On a longtemps reproché à Staline d’avoir perverti l’héritage de Lénine par la brutalité de son régime. C’est en tout cas ce qu’a voulu faire croire le rapport secret de Khrouchtchev lu aux délégués du XXe congrès du Parti communiste en 1956 et qui détaillait les crimes commis sous le régime stalinien. Pour les tenants du pouvoir, il n’était évidemment pas question « d’inculper » Lénine pour les échecs du communisme. Or, on sait maintenant que c’est Lénine qui a créé les premiers camps de concentration, que c’est lui qui a encouragé le recours à la terreur pour mater une paysannerie qu’il jugeait « archaïque et incapable d’évoluer ». En fait, aussi bien Staline que Lénine croyaient que le peuple était l’obstacle principal à leur propre émancipation. Gorki disait des hommes comme eux : « L’avenir du peuple n’intéresse pas les dogmatiques forcenés […]. Le peuple n’est pour ces doctrinaires que le matériau nécessaire à leurs expérimentations sociales ».
C’est d’ailleurs le grand paradoxe du communisme soviétique que d’avoir fait si peu de cas de la vie humaine quand tout son discours se voulait un appel à la libération de tous les peuples vivant sous le joug du capitalisme et à la libération du peuple russe en particulier. Plus étonnant encore, le succès de l’idéologie communiste un peu partout sur la planète et tout au long du XXe siècle, notamment dans les classes intellectuelles. On se souviendra de ce mot de Jean-Paul Sartre : « Tout anti-communiste est un chien ». Comme quoi les partis pris idéologiques, religieux ou politiques sont très souvent des régressions de la lucidité.
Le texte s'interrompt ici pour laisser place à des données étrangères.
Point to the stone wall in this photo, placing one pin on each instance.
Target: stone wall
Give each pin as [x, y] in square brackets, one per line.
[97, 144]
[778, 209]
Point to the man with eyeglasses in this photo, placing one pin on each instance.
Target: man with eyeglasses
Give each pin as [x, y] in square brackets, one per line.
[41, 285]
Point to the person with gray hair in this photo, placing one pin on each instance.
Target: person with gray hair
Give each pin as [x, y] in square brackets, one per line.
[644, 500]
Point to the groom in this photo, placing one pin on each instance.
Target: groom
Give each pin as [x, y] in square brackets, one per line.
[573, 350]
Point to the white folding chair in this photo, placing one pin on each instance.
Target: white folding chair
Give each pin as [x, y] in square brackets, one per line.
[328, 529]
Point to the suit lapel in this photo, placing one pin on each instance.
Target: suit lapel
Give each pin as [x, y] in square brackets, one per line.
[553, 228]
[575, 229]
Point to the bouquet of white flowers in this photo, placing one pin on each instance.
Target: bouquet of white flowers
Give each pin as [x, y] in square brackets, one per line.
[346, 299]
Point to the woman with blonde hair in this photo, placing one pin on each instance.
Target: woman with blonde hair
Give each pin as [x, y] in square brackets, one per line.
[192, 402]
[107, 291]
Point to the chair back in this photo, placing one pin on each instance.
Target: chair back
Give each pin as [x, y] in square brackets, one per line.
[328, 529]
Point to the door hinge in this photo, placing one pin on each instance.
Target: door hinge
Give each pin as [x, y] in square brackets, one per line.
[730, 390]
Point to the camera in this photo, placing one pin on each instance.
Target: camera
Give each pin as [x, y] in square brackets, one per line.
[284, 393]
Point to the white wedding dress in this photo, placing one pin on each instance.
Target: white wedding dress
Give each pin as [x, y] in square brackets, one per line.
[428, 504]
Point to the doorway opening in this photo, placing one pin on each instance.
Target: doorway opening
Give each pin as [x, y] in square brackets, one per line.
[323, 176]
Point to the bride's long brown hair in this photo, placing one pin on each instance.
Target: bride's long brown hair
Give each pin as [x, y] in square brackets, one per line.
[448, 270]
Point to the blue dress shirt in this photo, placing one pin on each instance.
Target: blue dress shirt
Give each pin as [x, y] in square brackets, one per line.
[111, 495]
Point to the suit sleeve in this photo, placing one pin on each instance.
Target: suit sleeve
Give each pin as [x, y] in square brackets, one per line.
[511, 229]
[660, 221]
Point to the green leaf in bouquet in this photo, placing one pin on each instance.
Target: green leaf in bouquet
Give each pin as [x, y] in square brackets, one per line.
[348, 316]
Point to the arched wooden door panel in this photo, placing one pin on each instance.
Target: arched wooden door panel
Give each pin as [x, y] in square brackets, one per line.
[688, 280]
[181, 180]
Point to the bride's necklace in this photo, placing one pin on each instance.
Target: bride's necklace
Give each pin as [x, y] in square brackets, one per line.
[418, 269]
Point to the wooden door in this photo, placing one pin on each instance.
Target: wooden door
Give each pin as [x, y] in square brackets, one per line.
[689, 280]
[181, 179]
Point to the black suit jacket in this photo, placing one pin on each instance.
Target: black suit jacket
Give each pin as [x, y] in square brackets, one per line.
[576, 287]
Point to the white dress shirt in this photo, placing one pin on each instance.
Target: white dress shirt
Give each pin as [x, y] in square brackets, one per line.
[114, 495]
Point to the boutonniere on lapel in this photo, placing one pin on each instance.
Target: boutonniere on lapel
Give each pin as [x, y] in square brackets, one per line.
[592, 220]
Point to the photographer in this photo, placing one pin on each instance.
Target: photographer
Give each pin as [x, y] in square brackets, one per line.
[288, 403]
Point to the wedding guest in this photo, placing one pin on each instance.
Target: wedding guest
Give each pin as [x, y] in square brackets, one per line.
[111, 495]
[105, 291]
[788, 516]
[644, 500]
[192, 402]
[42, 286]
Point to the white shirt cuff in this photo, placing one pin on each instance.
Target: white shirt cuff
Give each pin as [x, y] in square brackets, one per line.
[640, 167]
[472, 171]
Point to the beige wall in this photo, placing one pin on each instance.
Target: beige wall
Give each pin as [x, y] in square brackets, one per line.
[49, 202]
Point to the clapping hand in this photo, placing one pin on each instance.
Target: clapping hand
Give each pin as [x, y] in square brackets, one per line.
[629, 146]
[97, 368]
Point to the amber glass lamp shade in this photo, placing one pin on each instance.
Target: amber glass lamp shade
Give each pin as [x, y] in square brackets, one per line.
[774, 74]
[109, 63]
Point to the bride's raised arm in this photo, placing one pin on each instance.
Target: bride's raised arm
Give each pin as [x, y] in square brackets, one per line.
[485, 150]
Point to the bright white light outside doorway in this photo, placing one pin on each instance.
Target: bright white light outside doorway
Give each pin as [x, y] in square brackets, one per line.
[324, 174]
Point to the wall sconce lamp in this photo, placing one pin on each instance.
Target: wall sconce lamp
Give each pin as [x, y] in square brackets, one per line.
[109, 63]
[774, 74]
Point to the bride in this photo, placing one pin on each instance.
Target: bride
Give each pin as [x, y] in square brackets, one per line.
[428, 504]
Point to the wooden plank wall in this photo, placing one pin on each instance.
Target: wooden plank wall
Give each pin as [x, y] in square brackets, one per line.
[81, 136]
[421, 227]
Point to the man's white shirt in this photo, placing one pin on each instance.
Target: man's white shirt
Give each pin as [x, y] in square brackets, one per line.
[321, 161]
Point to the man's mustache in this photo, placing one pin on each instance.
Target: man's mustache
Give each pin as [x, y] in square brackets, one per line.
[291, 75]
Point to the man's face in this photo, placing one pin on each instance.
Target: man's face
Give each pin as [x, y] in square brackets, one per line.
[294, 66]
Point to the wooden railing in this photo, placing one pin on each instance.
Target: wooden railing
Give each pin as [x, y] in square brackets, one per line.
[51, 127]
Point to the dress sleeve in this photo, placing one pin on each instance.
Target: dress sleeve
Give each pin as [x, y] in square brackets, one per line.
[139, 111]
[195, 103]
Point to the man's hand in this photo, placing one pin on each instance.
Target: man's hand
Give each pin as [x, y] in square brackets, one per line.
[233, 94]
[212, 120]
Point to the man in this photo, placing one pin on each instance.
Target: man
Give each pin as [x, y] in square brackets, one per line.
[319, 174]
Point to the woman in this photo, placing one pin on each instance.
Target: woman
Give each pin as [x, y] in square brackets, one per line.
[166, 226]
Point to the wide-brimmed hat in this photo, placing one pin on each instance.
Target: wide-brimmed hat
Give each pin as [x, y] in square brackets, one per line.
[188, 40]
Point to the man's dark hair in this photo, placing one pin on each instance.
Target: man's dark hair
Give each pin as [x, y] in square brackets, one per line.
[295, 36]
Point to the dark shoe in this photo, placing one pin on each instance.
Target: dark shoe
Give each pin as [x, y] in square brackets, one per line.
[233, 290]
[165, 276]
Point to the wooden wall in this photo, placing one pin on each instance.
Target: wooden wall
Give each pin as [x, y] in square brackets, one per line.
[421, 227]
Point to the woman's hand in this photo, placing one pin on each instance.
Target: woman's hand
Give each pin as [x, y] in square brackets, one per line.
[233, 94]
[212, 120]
1. Stéphane Courtois, Lénine, l’inventeur du totalitarisme, Perrin, Paris, 2017, 500 p. ; 44,95 $.
2. Oleg Khlevniuk, Staline, trad. de l’anglais par Evelyne Werth, Belin, Paris, 2017, 610 p. ; 39,95 $.
EXTRAITS
En définitive, son éducation d’autodidacte, son expérience politique et son propre tempérament firent de Staline l’homme qu’il était, avec ses côtés frustes, mais idéalement taillé pour la course au pouvoir. Sa tendance à pousser à outrance la simplification de la réalité, à penser chaque phénomène de façon dichotomique – lutte entre les classes, entre capitalisme et socialisme – resta, même après sa disparition, les traits marquants du système qu’il avait mis en place. Quelle qu’ait pu être l’origine de cette vision simplificatrice du monde – éducation religieuse, foi dans l’interprétation léniniste du marxisme –, cette unidimensionnalité lui simplifia la vie.
Staline, p. 181.
Cependant, son narcissisme et son fantasme de toute-puissance se heurtant chaque jour un peu plus aux murs de la réalité, ils devinrent pathologiques et l’enfermèrent dans un système de persécution imaginaire directement lié à son déni de la réalité. Lénine attribua alors aux autres, par projection paranoïaque, les sentiments qu’il éprouvait à leur égard. « Ils » le persécutaient, donc il « les » persécutait […]. Une fois en place le couple infernal persécuté-persécuteur, le Narcisse Lénine fut à la recherche de son image, de son double, jusqu’à atteindre un clivage, un dédoublement de la personnalité facilité par la pratique de la konzpiratsia, de la vie en clandestinité, des pseudonymes – Lénine en utilisa des dizaines – et des fausses identités.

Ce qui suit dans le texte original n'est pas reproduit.